I listen to the wind rustling through the trees and long grasses and weeds. This is the only property for miles around that still has trees and natural fields, which creates many sounds: the whooshing, but the animals too.
I listen for the chickens at my studio door when they come to visit on their daily rounds.
I knock on the bathroom door and listen, not for my housemates, but for frogs.
In the evenings I listen to Mario, another resident, drumming in his studio. We have barely spoken, but the nightly drumming sweeps across the farm and brings with it a sense of community.
I listen to the pulsing of the cicadas, a many-as-one-ness that I don't remember noticing in the hum of the east coast. I say to Phoebe that they sound like aliens. This is what they sound like in Ohio, she tells me.

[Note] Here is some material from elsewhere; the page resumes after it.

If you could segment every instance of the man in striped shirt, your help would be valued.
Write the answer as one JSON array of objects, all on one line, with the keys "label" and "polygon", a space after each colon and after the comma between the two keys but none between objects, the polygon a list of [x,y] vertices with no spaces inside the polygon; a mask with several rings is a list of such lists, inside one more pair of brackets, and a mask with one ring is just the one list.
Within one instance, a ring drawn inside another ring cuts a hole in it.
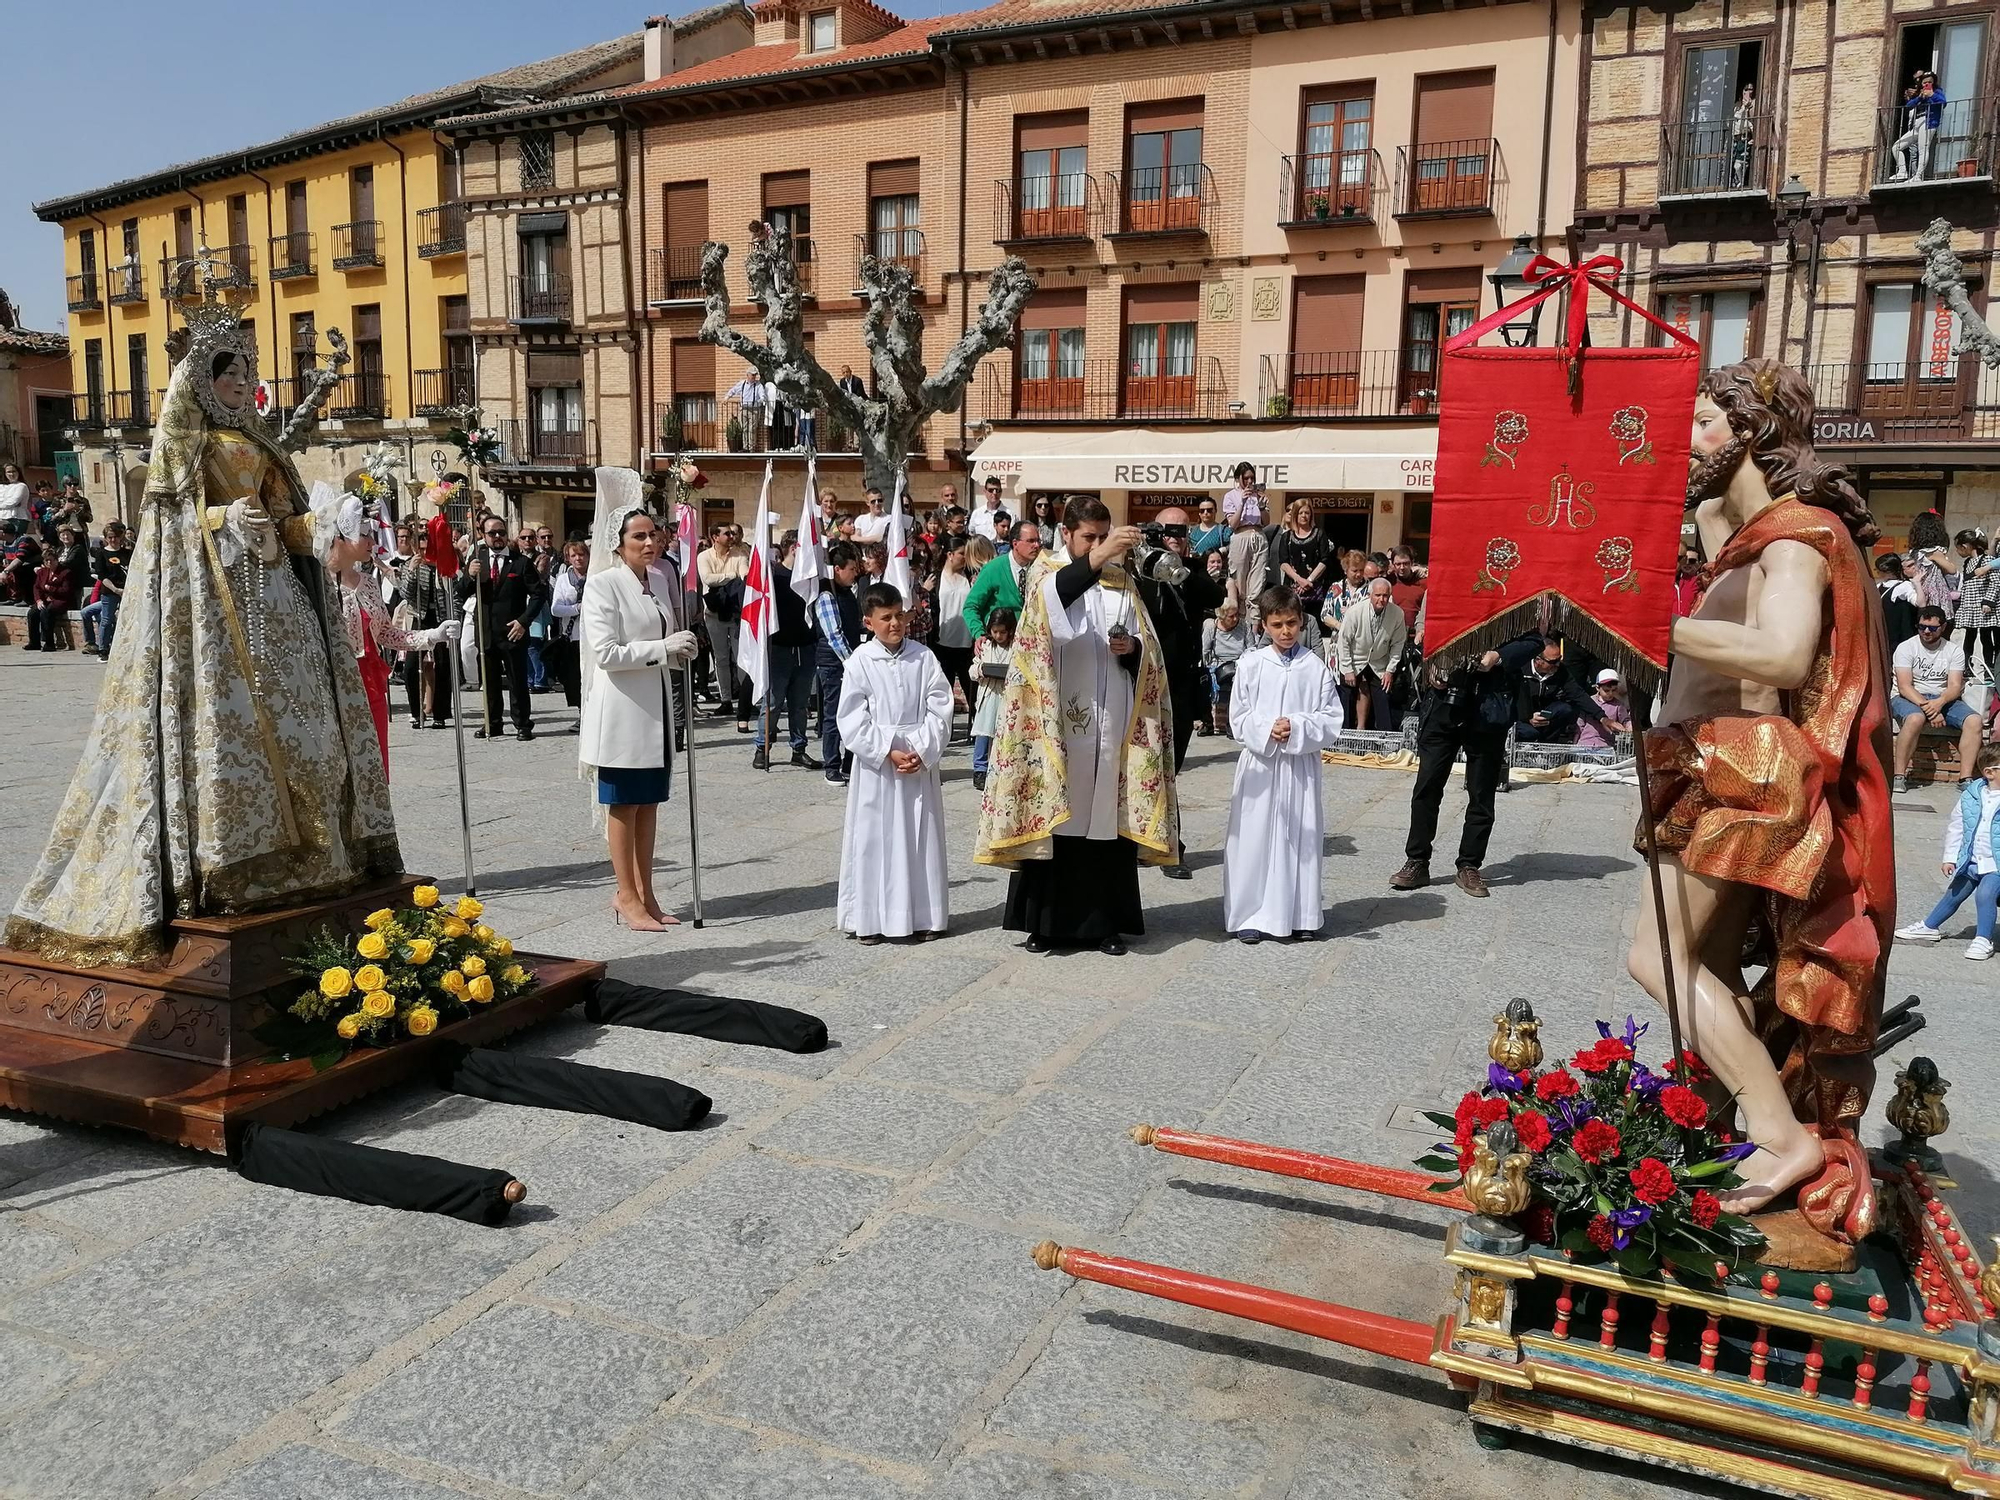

We listen to our instincts and vague memories (and briefly, the internet) to build a fire for roasting marshmallows. I listen to Phoebe's memories of her sister and her parents as we each lay on a picnic table bench, looking up at a foreign sky in search of meteors. These stories are new to me.
I listen to my body. I am learning to eat when I am hungry and sleep when I am tired. When my heart is not in the studio, I go elsewhere.
Like today.
I listen to the crackling voices of friends on the other end of struggling phone calls. We are separated in space and time but united in grief. Years of silence become "I love you" as we remember our friend. These are stories we lived.
We say to the ones who are still here: Just call me. I am listening.
I consider the contributions of my 26 years on the planet so far.
In Braiding Sweetgrass, Robin Wall Kimmerer writes about the significance of knowing your gifts in many Indigenous traditions, and that having a gift engenders a responsibility to use it for good.
“The most important thing each of us can know is our unique gift and how to use it in the world. Individuality is cherished and nurtured, because, in order for the whole to flourish, each of us has to be strong in who we are and carry our gifts with conviction, so they can be shared with others.”
And, later...
"Here you will give your gifts and meet your responsibilities. To become naturalized is to live as if your children’s future matters, to take care of the land as if our lives and the lives of all our relatives depend on it. Because they do."
I think about my friend's gifts.
I wonder if a month of listening will be long enough to find mine.